Lindsey sat back in her chair, grinning. “Then you need to pursue this.”
“I think that is a mistake.”
“So what? Hell of a fun way to make a mistake if you ask me.” Retrieving her book, Lindsey shrugged. “Besides, there are no mistakes in dating. Every man you’re with teaches you more about what you want and don’t want in a guy.”
“I’d hoped I was done with dating after I married Foster.”
“Get to know the man, Rayne.” Lindsey closed her book, tucking it under her arm. “You’re too pretty and too smart to be alone.” She stood from her chair and collected her coffee mug. “Time for me to get out there and tackle Dr. Moffet’s bad breath.”
“Didn’t you buy him a jar of breath mints?” Rayne wrapped her hands about her white mug.
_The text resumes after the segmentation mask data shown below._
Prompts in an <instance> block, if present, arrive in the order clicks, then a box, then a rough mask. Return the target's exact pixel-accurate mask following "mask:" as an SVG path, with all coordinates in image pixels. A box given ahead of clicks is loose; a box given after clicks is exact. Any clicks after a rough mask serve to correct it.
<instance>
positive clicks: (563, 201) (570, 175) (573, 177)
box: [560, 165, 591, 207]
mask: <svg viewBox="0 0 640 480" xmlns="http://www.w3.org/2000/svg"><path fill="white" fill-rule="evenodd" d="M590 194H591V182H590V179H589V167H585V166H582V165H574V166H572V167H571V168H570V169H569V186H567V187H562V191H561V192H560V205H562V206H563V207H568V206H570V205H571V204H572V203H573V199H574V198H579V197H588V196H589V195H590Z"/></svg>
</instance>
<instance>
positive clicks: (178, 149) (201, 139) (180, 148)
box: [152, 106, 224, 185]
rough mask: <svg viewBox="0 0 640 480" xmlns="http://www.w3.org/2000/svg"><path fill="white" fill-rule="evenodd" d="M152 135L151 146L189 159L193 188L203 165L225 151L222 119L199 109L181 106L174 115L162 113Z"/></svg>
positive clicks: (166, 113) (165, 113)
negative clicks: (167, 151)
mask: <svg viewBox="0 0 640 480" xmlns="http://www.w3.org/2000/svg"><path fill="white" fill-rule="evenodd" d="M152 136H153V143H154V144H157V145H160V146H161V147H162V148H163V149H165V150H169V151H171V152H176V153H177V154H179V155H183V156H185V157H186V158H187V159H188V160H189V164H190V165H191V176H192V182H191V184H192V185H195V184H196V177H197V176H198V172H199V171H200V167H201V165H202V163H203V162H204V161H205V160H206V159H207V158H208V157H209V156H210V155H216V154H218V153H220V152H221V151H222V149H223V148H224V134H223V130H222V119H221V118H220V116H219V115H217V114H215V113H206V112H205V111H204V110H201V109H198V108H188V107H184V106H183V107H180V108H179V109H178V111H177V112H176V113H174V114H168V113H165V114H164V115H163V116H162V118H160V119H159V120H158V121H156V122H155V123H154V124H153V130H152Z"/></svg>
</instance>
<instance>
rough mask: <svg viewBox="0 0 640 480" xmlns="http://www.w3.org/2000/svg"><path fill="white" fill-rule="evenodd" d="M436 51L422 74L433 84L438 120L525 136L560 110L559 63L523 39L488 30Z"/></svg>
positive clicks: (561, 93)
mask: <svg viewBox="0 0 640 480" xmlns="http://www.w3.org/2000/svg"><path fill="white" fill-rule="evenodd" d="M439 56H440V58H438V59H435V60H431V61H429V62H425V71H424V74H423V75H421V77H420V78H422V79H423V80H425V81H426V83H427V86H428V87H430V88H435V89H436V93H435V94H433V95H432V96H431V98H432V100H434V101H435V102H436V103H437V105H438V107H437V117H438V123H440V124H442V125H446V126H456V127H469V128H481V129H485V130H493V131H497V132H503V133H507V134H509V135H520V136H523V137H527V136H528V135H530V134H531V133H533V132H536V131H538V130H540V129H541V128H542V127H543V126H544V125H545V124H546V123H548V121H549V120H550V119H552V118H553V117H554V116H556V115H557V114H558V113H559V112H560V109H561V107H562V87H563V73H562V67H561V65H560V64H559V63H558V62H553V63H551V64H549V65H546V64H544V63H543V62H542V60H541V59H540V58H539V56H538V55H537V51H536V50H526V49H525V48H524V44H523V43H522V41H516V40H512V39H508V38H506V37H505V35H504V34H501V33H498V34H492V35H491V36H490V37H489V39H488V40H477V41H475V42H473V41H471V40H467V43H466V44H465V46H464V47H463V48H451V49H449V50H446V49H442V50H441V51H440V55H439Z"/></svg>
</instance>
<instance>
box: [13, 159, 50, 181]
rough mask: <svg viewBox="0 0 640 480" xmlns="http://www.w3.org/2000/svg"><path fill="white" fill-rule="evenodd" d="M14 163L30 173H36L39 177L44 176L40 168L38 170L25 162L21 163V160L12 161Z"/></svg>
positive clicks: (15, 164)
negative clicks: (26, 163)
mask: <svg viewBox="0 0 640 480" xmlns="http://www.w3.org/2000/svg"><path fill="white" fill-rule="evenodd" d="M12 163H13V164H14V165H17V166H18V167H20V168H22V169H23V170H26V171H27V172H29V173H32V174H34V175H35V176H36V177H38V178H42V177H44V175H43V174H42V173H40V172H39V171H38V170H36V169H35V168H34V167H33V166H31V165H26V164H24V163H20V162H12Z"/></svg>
“I did.” Lindsey left her mug in the sink. “But instead of using them, he gave them to the secretaries in reception.”
“Why not just tell him he has bad breath?”
“You know how old man Moffett is…I have to be careful so I keep my job.” Lindsey went to the break room entrance. “I’ll never find another nursing job that pays as well as this one.” She opened the door. “Keep me posted on the guy from your barn. You know how much I love a juicy romance.” She winked at Rayne and then darted into the hall.
Rayne took two quick sips of her coffee, eager to feel the rush of caffeine. As the warm liquid eased down her throat, she recalled Trent’s conversation over the phone with her earlier that morning. Perhaps Lindsey was right; she needed to give the assertive man a chance. She peered into her black coffee and the same old trepi
dation about the opposite sex returned to her gut. She had never been an avid dater before her husband, and after the pain of her divorce, her dating nerves were shot. But now another opportunity for happiness was before her, and Rayne only prayed she could muster the courage to put the past behind her and try again with the charismatic riding master.
Chapter 5
A warm evening breeze greeted Rayne as she stepped from her garage and progressed across the short stone-covered path to her back door. The blue jeans she had changed into after work reeked of Bob. Her black riding boots were dusty, and her frizzy blonde hair was matted down by the riding helmet she had worn while working Bob over some fences.
As she fumbled with the lock on her back door, her cell phone ringtone sounded. Quickly opening the door, she rummaged through the work clothes in her backpack for her phone. While punching the alarm code into her keypad just inside her back door, Frank came trotting up to her. Barking with exuberance at her return, she was trying to calm him down when she answered the call from an unknown number.
“Hello?”
“Where are you?” a smooth voice demanded.
She sighed as she heard his velvety tone. “Hi, Trent.” She turned to Frank. “Hush up.”
“Was that my friend, Frank, barking?”
“Yeah, he gets excited when I get home.” She patted Frank’s head.
“You’re just getting home from work? It’s almost seven, Rayne.”
“I went to the stables after work to exercise Bob. Why are you calling me?” She shut her back door.
“I just wanted to make sure you got home safely.”
“I’m fine.” She set the deadbolt on her door. “Just like I was fine coming home late from the stables before I met you.”
“But that was before I met that overgrown floor mop that you have for protection.”
She stepped around Frank and into her kitchen. “I also have an alarm system to back up the floor mop.”
“That doesn’t make me feel any better, Rayne.”
She heaved her backpack onto the beige granite breakfast bar. “Well, it’s the best I can do.”